И не дождаться утра. Как ни рано будят каторжан на работу - бесконечна ночь арестантская.

Но вот встали, загремели цепи, льющейся рекой железных колец, выползли во двор и первые глотки зимнего морозного воздуха закружили голову, как первая любовь. Но умылись, наскоро выпили свой чай-помои, съели утреннюю порцию затхлого хлеба; игрой забавой-забавой кажется работа в белом, чистом, шелестящем и рассыпчатом снегу, на рубке дров.

Тут и тело молодеет так, что вовсе нет у него веса, и восковое лицо чуть покрывается румянцем, и какие-то обрывки дум-надежд приходят в голову.

Когда же выходит на небо солнце и загорается ослепительно-белый зимний сибирский день - так вкусно пахнут опилки сосен и берез, и так ласково поет поперечная пила в руках Микулы.

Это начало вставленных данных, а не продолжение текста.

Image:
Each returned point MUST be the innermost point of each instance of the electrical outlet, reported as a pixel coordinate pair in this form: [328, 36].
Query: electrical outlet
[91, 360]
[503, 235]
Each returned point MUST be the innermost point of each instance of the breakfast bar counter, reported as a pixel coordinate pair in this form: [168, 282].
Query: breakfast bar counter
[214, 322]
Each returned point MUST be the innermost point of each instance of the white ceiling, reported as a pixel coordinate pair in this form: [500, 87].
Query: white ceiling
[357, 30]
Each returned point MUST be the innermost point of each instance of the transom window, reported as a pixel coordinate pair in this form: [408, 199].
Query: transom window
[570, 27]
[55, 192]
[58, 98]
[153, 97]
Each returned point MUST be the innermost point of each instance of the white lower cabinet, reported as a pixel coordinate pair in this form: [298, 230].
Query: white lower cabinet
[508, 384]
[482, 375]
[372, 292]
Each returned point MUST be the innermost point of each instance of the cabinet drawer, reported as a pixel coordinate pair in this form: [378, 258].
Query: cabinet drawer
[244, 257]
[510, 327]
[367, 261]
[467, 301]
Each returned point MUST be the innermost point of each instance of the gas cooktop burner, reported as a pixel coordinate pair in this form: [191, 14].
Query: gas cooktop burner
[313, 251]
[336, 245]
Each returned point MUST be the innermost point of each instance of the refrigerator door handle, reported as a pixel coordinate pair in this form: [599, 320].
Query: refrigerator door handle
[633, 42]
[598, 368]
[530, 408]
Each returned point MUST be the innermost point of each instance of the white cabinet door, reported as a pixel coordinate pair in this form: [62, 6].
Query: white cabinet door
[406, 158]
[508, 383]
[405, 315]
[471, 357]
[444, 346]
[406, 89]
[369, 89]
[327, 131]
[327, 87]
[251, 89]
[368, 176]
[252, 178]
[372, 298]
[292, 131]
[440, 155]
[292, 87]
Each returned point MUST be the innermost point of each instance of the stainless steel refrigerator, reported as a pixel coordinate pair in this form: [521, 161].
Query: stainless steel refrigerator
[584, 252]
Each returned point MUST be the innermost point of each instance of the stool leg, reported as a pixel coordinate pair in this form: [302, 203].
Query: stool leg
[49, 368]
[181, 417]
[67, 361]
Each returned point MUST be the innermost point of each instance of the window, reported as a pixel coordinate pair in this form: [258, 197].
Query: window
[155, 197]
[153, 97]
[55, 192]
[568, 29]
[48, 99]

До изнеможения рубит, пилит и ворочает дрова Микула. Приспособился с цепями: не звенят и не мешают. Страшно и подумать, что рубку дров могут ему заменить работой в шахте. Поэтому старается Микула, ласков с товарищами по работе и послушен с надзирателями, как ребенок. Ненавистен за вынос - леность к соседям по работе, неопытен в лукавстве, не ходит к фельдшеру, не жалуется на плохую пищу. Только бы работать на снегу, в лесу, на воздухе. И редко-редко на минутку сядет на пенек или на бревно покурить, затянется табаком, склонится, глаза закроет - и... Все, все, все!.. Что было и чего не было - пригрезится, не то, как сон, не то, как явь былая или будущая, но возможная, живая, правдишная и чудесная!..

Эх, да что там! Жизнь - минута, каторга, тюрьма, неволя - все это только сон тяжелый... А то, что грезится - явь и правда! Потому, что были поля и дубравы, носились по ним тройки лошадей, была красавица Анисья и святой старик Яша с его радостными снами.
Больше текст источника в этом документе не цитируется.